The list goes on and on, with many designers seemingly being unaware that URLs are a reference system used only "out there on the web" and that URLs in no way need to reflect the filenames and parameters used "here, inside the server". Although the move to using a front controller to run the site has increased site security in several ways, it has also made those same sites more vulnerable in other ways.

enigma1

6:48 pm on Apr 25, 2011 (gmt 0)

WebmasterWorld Senior Member 10+ Year Member



I have all osC stock versions going back to 2003. None of them enables the apache rewrite engine nor has any rewrite rules. They just don't have it. So we are talking about some addons. You can always see for yourself.

The issue with category or product you mentioned - that is part of the url, I am guessing you refer to something like:

product-p123.html

that is translated with many SEO contributions isn't it? And the old false impression many have, that it creates a duplicate content because the same page is also loaded if you enter:

my-product-p123.html
my-other-product-p123.html
..etc

Is that right? If so there is no duplicate.

In order to have a duplicate, the URL must be generated by the core code itself and be exposed in the page you view. And that is not the case here.
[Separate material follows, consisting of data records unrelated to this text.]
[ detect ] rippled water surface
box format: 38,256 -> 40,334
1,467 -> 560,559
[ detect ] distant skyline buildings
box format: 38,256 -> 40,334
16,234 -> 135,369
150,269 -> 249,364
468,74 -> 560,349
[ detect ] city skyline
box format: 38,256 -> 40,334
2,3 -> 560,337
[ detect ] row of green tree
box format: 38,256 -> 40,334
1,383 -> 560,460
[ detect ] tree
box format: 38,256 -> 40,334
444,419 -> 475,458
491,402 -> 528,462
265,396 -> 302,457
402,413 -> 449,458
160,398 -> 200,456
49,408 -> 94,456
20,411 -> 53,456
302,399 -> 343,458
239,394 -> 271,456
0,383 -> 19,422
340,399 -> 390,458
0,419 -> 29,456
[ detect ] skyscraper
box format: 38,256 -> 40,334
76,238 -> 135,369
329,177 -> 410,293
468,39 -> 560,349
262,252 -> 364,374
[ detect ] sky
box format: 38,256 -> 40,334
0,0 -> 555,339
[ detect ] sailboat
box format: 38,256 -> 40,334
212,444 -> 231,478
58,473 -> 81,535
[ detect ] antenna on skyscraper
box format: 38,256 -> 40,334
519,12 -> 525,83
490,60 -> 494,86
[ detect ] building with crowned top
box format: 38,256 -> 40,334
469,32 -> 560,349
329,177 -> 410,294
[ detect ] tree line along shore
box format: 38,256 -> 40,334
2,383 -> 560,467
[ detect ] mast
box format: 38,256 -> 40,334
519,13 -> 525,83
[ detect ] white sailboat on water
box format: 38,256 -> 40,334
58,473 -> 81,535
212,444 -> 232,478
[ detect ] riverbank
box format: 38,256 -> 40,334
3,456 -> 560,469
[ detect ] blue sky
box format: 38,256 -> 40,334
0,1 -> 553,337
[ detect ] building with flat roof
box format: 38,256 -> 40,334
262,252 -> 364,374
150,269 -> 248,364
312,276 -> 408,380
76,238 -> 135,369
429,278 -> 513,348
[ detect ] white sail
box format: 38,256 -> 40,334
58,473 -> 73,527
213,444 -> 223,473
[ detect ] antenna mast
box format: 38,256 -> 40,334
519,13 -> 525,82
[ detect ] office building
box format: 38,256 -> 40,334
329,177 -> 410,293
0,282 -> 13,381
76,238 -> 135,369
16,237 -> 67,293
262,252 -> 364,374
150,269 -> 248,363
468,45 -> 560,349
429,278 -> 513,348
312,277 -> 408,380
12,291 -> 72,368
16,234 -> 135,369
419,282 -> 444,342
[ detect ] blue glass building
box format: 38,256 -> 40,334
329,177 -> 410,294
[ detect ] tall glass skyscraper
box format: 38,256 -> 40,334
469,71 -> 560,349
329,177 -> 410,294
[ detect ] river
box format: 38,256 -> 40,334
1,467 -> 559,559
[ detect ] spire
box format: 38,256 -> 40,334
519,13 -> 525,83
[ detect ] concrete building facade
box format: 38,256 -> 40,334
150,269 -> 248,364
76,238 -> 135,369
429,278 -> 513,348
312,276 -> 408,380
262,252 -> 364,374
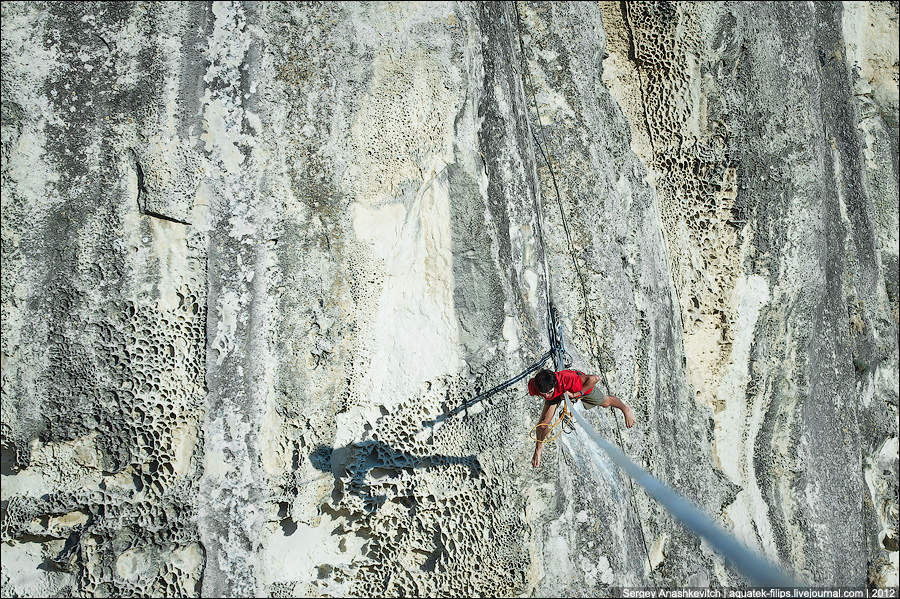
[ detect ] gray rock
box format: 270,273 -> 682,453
1,1 -> 896,596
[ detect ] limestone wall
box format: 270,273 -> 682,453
1,1 -> 897,596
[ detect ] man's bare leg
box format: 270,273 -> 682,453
601,395 -> 636,428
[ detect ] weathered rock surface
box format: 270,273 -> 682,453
1,1 -> 897,597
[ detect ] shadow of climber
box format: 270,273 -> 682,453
309,442 -> 481,513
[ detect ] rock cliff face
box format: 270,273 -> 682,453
1,2 -> 897,597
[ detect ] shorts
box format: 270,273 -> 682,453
576,383 -> 608,410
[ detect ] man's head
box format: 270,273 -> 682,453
534,369 -> 556,400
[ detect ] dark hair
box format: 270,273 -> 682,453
534,369 -> 556,394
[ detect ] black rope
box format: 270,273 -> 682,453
424,1 -> 564,429
467,350 -> 553,407
422,350 -> 553,426
512,0 -> 655,580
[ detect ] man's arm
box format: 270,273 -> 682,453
579,372 -> 600,392
532,400 -> 559,468
567,372 -> 600,402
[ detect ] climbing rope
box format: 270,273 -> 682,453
413,7 -> 802,586
422,350 -> 553,427
528,397 -> 574,444
511,0 -> 656,578
570,407 -> 799,586
511,2 -> 800,587
468,350 -> 553,408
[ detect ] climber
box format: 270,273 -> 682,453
528,368 -> 636,467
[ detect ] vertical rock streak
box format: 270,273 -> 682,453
197,2 -> 269,597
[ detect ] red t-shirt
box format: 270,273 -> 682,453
528,370 -> 587,400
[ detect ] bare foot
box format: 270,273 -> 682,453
623,406 -> 636,428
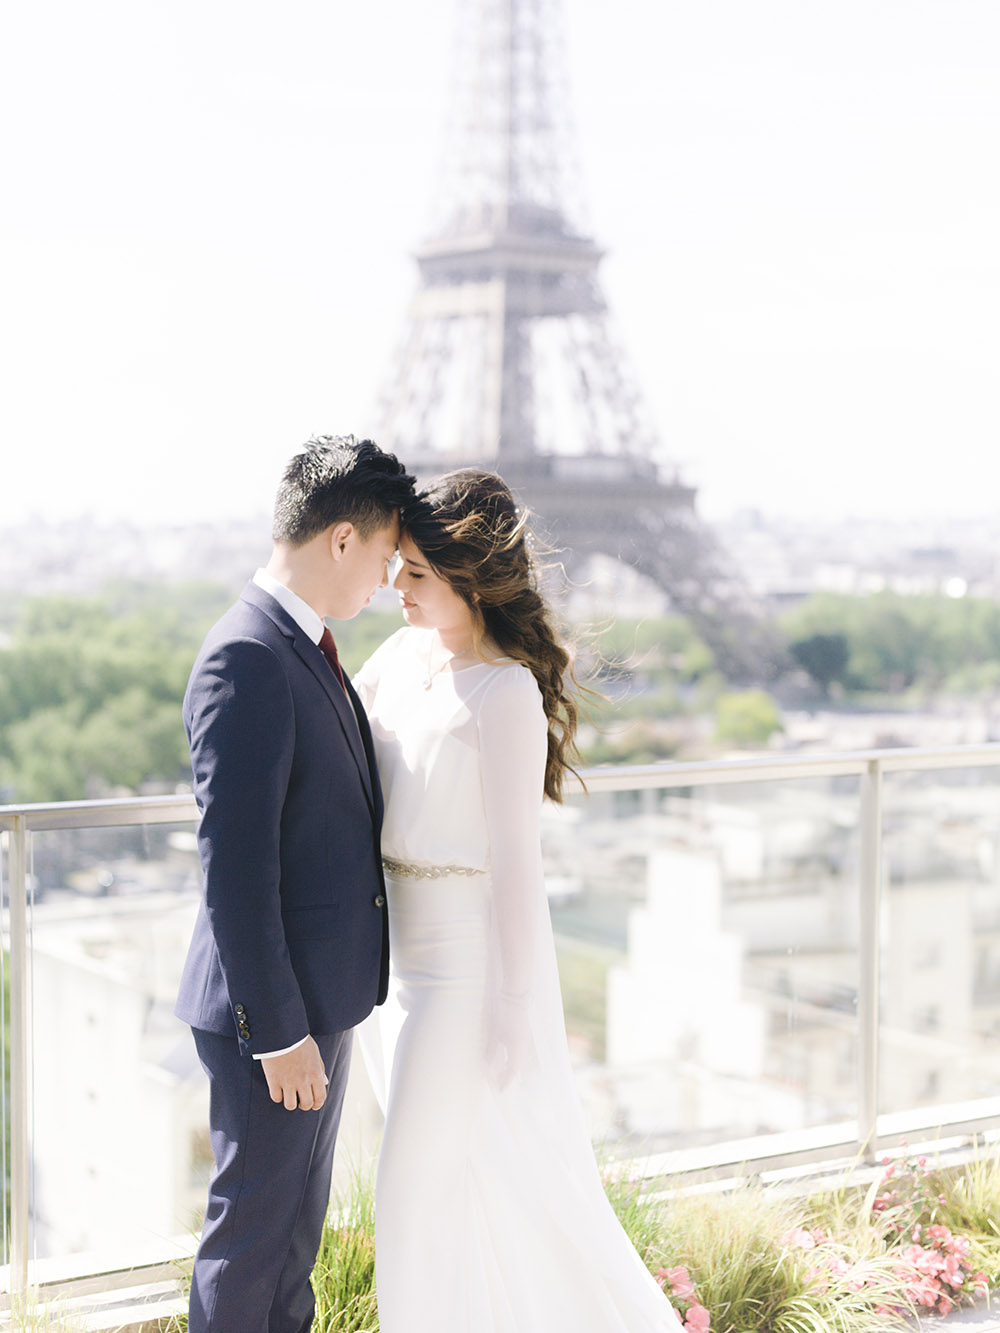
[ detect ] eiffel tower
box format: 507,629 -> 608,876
371,0 -> 774,678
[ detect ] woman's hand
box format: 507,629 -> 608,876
485,992 -> 533,1090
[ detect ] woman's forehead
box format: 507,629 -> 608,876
398,534 -> 430,567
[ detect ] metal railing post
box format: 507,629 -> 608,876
858,759 -> 883,1163
7,814 -> 30,1301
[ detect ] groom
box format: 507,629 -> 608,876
176,435 -> 413,1333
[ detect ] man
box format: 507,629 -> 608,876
175,435 -> 414,1332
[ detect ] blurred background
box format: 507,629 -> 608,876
3,0 -> 1000,787
4,0 -> 1000,1277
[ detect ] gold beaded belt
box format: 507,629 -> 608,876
381,856 -> 485,880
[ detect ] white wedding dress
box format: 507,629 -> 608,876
354,627 -> 681,1332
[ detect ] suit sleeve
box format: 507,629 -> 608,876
185,635 -> 309,1053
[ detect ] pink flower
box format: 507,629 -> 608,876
780,1227 -> 816,1251
914,1275 -> 943,1306
658,1265 -> 695,1300
684,1303 -> 711,1331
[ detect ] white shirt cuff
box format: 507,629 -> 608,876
252,1034 -> 309,1060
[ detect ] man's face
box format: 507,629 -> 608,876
330,513 -> 400,619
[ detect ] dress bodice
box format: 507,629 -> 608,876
353,627 -> 547,873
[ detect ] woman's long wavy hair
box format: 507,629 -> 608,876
401,469 -> 582,802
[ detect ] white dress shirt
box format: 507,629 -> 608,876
253,566 -> 324,645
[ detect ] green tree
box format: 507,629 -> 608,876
0,583 -> 233,802
0,703 -> 90,802
587,615 -> 715,687
580,721 -> 679,766
714,690 -> 782,747
790,633 -> 850,697
333,611 -> 406,677
780,590 -> 1000,697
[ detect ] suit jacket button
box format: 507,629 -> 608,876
239,1025 -> 251,1039
235,1004 -> 246,1015
374,895 -> 386,907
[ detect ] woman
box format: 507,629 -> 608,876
354,470 -> 681,1332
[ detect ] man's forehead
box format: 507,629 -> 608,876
382,514 -> 402,549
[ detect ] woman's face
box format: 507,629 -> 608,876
394,533 -> 475,637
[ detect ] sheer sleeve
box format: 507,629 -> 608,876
352,626 -> 407,710
476,665 -> 548,999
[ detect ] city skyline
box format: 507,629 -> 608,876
3,0 -> 998,528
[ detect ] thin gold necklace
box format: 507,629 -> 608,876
422,639 -> 475,690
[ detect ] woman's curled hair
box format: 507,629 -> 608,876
402,469 -> 582,803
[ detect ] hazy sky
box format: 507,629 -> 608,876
3,0 -> 998,528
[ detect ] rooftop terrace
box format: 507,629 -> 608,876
5,744 -> 1000,1328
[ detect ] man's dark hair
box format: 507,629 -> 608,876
272,435 -> 415,546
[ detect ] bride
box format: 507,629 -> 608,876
354,470 -> 681,1332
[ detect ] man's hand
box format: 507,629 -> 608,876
261,1036 -> 329,1110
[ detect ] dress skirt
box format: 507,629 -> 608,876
364,871 -> 681,1333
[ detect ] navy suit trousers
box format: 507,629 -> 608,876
188,1028 -> 353,1333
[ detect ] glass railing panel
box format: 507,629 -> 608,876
548,775 -> 861,1154
880,763 -> 1000,1116
1,828 -> 10,1267
24,819 -> 207,1262
6,747 -> 1000,1289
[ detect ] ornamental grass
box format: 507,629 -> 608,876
309,1163 -> 380,1333
604,1169 -> 912,1331
163,1143 -> 1000,1332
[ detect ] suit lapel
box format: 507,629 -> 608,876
344,673 -> 383,827
293,634 -> 376,811
239,583 -> 376,813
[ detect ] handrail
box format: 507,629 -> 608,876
4,742 -> 1000,828
563,742 -> 1000,791
0,793 -> 197,833
4,741 -> 1000,1300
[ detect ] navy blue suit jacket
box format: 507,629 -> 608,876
175,581 -> 389,1056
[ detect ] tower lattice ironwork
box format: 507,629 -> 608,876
371,0 -> 773,678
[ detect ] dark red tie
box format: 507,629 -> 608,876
319,626 -> 348,695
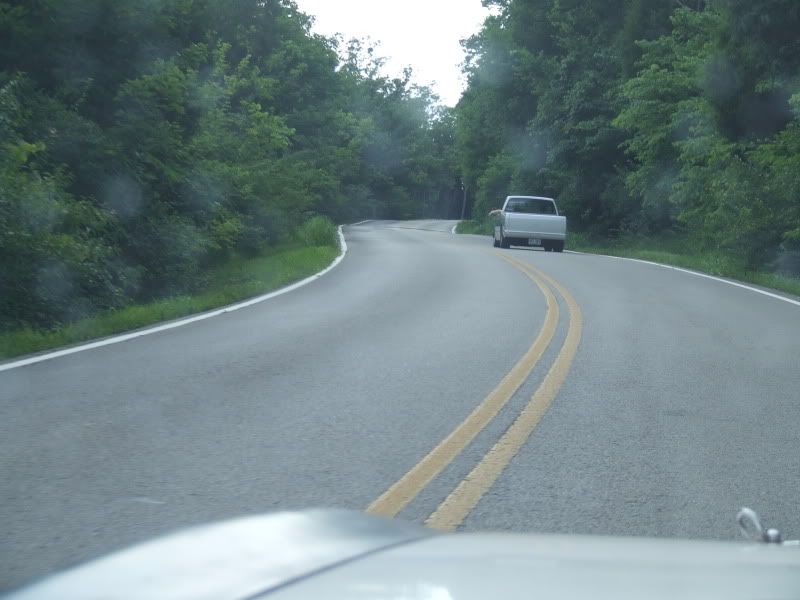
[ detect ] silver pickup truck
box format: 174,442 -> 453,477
491,196 -> 567,252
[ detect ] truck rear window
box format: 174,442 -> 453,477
505,198 -> 556,215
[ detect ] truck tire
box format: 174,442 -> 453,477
542,241 -> 552,252
554,240 -> 564,253
493,235 -> 500,248
500,231 -> 510,249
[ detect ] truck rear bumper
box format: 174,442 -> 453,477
500,228 -> 566,241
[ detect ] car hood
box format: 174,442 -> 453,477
274,530 -> 800,600
9,510 -> 800,600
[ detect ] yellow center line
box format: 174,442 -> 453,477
366,255 -> 559,518
425,256 -> 583,531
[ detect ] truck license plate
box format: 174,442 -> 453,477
528,238 -> 541,246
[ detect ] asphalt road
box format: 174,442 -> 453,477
2,220 -> 799,589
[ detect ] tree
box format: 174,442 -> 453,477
457,0 -> 800,268
0,0 -> 461,329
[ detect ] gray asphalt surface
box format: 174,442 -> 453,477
2,220 -> 799,589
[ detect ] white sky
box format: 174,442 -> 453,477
293,0 -> 492,106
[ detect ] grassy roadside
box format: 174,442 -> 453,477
0,244 -> 340,360
455,219 -> 800,298
567,232 -> 800,297
455,219 -> 493,235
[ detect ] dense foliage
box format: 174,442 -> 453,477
0,0 -> 459,329
5,1 -> 799,333
457,0 -> 800,270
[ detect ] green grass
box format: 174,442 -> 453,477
567,231 -> 800,298
455,219 -> 494,235
0,244 -> 340,360
455,221 -> 800,298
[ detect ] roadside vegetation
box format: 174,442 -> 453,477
454,0 -> 800,295
567,232 -> 800,297
1,1 -> 460,357
3,1 -> 800,359
0,229 -> 339,359
455,220 -> 493,236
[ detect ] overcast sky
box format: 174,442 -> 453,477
293,0 -> 492,106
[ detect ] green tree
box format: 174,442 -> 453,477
0,0 -> 461,330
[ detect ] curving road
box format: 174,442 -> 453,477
2,220 -> 799,589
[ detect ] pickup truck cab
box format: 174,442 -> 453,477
491,196 -> 566,252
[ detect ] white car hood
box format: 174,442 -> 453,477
9,510 -> 800,600
274,531 -> 800,600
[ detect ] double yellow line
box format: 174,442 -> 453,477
367,253 -> 583,530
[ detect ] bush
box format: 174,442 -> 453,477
296,216 -> 338,248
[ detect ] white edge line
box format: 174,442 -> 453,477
451,222 -> 459,235
0,227 -> 349,373
351,219 -> 373,226
565,250 -> 800,307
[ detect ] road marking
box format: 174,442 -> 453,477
350,220 -> 374,226
451,223 -> 459,235
426,257 -> 583,531
565,251 -> 800,308
367,256 -> 559,518
0,228 -> 349,373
What you're saying, is the same argument, as I can go to any site pretty much and just append a couple of parameters to the URL and then claim it's a duplicate, because the request returned 200. No that is not a duplicate. Just try it on this forum or anywhere you want.

This thread
[webmasterworld.com...]
it's not a duplicate because there is no code that generates it in the application. Well ok it maybe now, after the post if the forum picks it up as a URL.

Now URL poisoning is a different matter. That is serious and none of the discussions I have seen, talk about it. That has to do with the core code where some of these applications don't properly filter parameters, but that's different subject is not .htaccess or seo url related.